DEEP LEARNING-BASED TRACKING OF MULTIPLE OBJECTS IN THE CONTEXT OF FARM ANIMAL ETHOLOGY
Keywords: Image Sequence Analysis, Multi-Object Tracking, Tracktor, Animal Science, Poultry Tracking
Abstract. Automatic detection and tracking of individual animals is important to enhance their welfare and to improve our understanding of their behaviour. Due to methodological difficulties, especially in the context of poultry tracking, it is a challenging task to automatically recognise and track individual animals. Those difficulties can be, for example, the similarity of animals of the same species which makes distinguishing between them harder, or sudden changes in their body shape which may happen due to putting on or spreading out the wings in a very short period of time.
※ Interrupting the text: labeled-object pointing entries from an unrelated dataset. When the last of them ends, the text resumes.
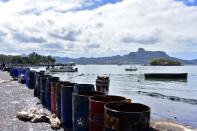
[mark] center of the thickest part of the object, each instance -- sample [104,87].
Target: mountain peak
[141,50]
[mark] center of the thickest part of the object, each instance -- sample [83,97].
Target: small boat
[62,69]
[165,75]
[131,68]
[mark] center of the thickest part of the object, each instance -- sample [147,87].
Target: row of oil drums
[82,108]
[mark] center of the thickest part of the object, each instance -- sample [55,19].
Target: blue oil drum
[83,88]
[23,70]
[61,84]
[15,73]
[43,80]
[66,108]
[19,71]
[11,71]
[81,109]
[31,79]
[37,84]
[48,90]
[27,78]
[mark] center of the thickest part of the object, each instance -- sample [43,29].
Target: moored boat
[165,75]
[62,69]
[131,68]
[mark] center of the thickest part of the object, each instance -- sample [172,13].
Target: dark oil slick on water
[169,100]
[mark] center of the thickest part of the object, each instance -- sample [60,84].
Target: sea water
[169,100]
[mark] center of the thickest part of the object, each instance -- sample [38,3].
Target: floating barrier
[66,109]
[48,90]
[31,78]
[81,109]
[165,76]
[102,84]
[83,88]
[127,117]
[59,85]
[54,96]
[43,80]
[37,86]
[96,113]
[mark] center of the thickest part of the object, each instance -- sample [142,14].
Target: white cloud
[118,28]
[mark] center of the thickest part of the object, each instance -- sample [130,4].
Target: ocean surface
[169,100]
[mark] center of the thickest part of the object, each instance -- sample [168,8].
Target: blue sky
[94,28]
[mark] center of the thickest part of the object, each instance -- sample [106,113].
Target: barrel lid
[107,98]
[127,108]
[89,93]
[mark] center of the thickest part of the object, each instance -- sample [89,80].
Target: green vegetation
[164,62]
[33,58]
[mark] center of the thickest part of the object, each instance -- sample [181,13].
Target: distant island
[142,57]
[164,62]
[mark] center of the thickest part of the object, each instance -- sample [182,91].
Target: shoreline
[10,96]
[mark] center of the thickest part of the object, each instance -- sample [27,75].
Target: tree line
[32,58]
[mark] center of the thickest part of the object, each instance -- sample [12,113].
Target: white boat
[131,68]
[62,69]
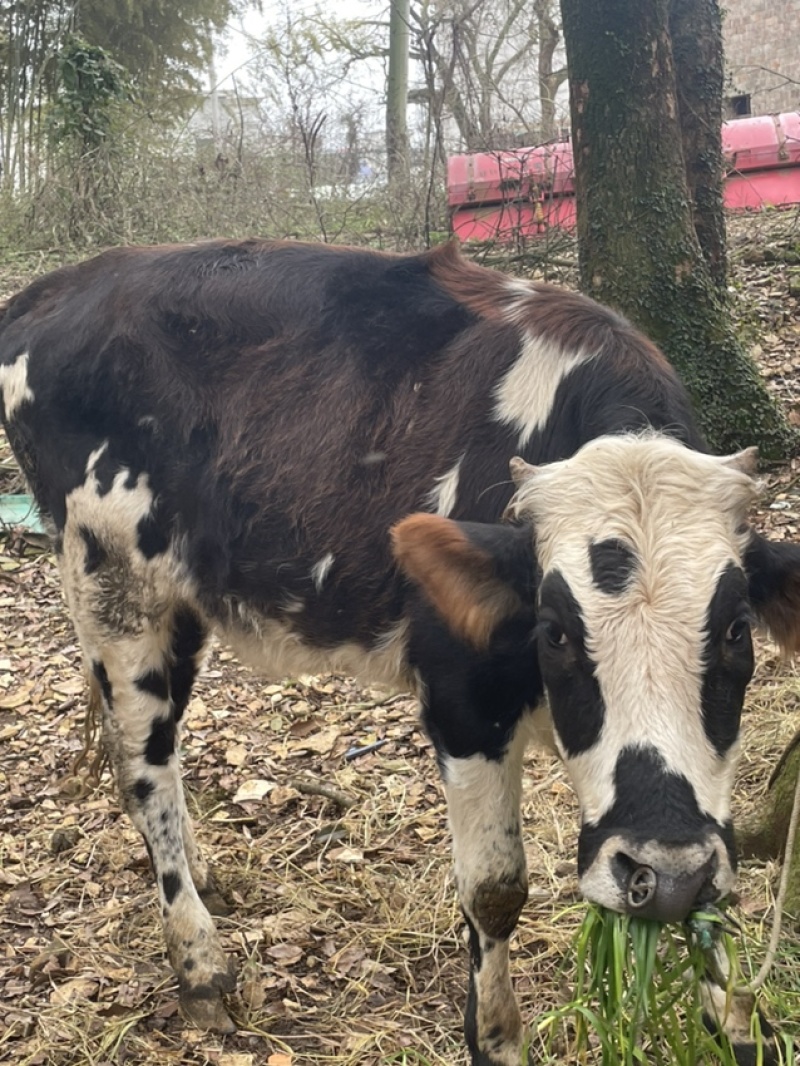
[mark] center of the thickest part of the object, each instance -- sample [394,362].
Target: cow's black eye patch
[613,564]
[728,659]
[574,694]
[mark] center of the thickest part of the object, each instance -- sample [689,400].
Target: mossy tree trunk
[639,232]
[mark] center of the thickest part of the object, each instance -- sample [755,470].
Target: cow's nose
[666,895]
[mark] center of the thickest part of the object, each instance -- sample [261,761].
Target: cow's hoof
[202,1005]
[213,900]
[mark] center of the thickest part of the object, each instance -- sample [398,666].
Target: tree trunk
[765,838]
[397,94]
[696,28]
[638,247]
[548,80]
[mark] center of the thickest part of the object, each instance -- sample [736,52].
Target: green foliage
[163,44]
[90,84]
[637,995]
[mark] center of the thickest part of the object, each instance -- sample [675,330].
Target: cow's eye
[553,633]
[737,631]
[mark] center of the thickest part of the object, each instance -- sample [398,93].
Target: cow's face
[643,642]
[642,575]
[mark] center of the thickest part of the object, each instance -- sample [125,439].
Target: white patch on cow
[275,649]
[14,385]
[94,457]
[292,604]
[442,499]
[321,569]
[524,397]
[483,808]
[682,512]
[131,593]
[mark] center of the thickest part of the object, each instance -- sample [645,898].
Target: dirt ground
[320,805]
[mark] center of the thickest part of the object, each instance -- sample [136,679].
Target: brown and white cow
[306,450]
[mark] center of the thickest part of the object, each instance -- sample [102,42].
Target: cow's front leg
[491,873]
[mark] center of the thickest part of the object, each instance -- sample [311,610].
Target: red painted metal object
[511,195]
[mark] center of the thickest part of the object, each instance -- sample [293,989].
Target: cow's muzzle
[662,882]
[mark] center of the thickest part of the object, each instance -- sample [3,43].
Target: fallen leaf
[255,789]
[286,953]
[236,755]
[78,988]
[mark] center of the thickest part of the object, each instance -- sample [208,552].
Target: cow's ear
[773,580]
[476,576]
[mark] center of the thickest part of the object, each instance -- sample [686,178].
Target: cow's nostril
[642,887]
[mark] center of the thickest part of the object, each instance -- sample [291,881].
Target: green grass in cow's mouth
[638,994]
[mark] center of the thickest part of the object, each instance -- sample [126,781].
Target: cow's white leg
[483,805]
[142,643]
[142,732]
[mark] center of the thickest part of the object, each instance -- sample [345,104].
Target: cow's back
[286,404]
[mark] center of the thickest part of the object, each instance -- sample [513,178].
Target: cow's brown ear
[459,577]
[773,580]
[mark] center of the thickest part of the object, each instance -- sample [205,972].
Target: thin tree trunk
[696,28]
[397,93]
[638,247]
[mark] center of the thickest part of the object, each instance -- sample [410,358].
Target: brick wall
[762,43]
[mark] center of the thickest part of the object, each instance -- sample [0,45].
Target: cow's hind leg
[142,731]
[142,644]
[491,873]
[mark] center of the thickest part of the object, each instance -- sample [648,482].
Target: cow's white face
[643,642]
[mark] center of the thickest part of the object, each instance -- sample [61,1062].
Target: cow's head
[646,581]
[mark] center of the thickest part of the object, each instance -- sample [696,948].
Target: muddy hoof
[213,900]
[203,1006]
[214,904]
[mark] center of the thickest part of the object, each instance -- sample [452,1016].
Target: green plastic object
[20,511]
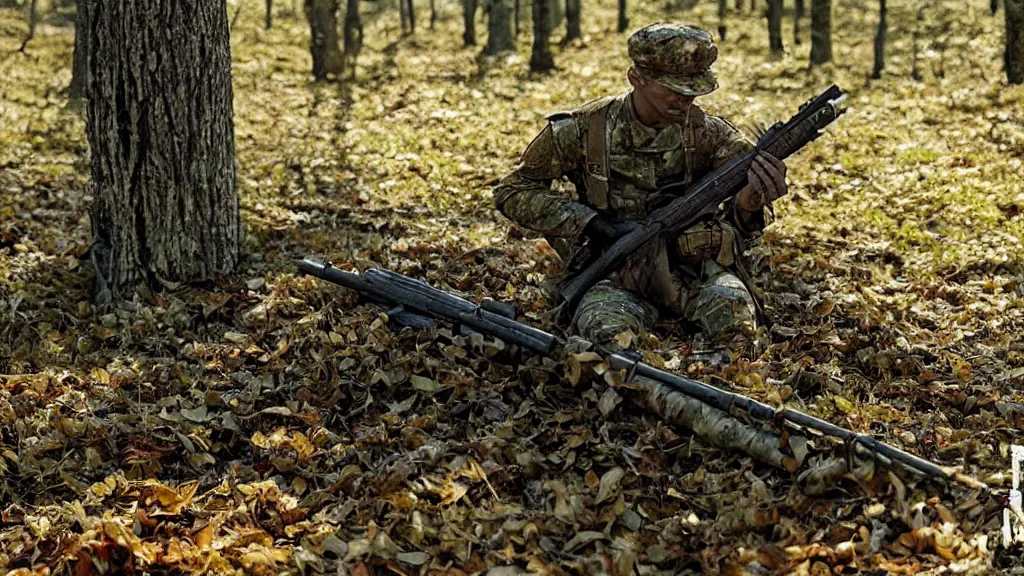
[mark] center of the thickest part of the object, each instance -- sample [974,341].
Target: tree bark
[774,13]
[352,36]
[1014,55]
[500,28]
[469,23]
[540,57]
[33,14]
[323,16]
[880,41]
[722,8]
[556,13]
[80,60]
[571,21]
[516,16]
[820,32]
[798,14]
[162,135]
In this paper, an automatic poultry tracking algorithm is proposed. This algorithm is based on the well-known tracktor approach and tackles multi-object tracking by exploiting the regression head of the Faster R-CNN model to perform temporal realignment of object bounding boxes. Additionally, we use a multi-scale re-identification model to improve the re-association of the detected animals. For evaluating the performance of the proposed method in this study, a novel dataset consisting of seven image sequences that show chicks in an average pen farm in different stages of growth is used.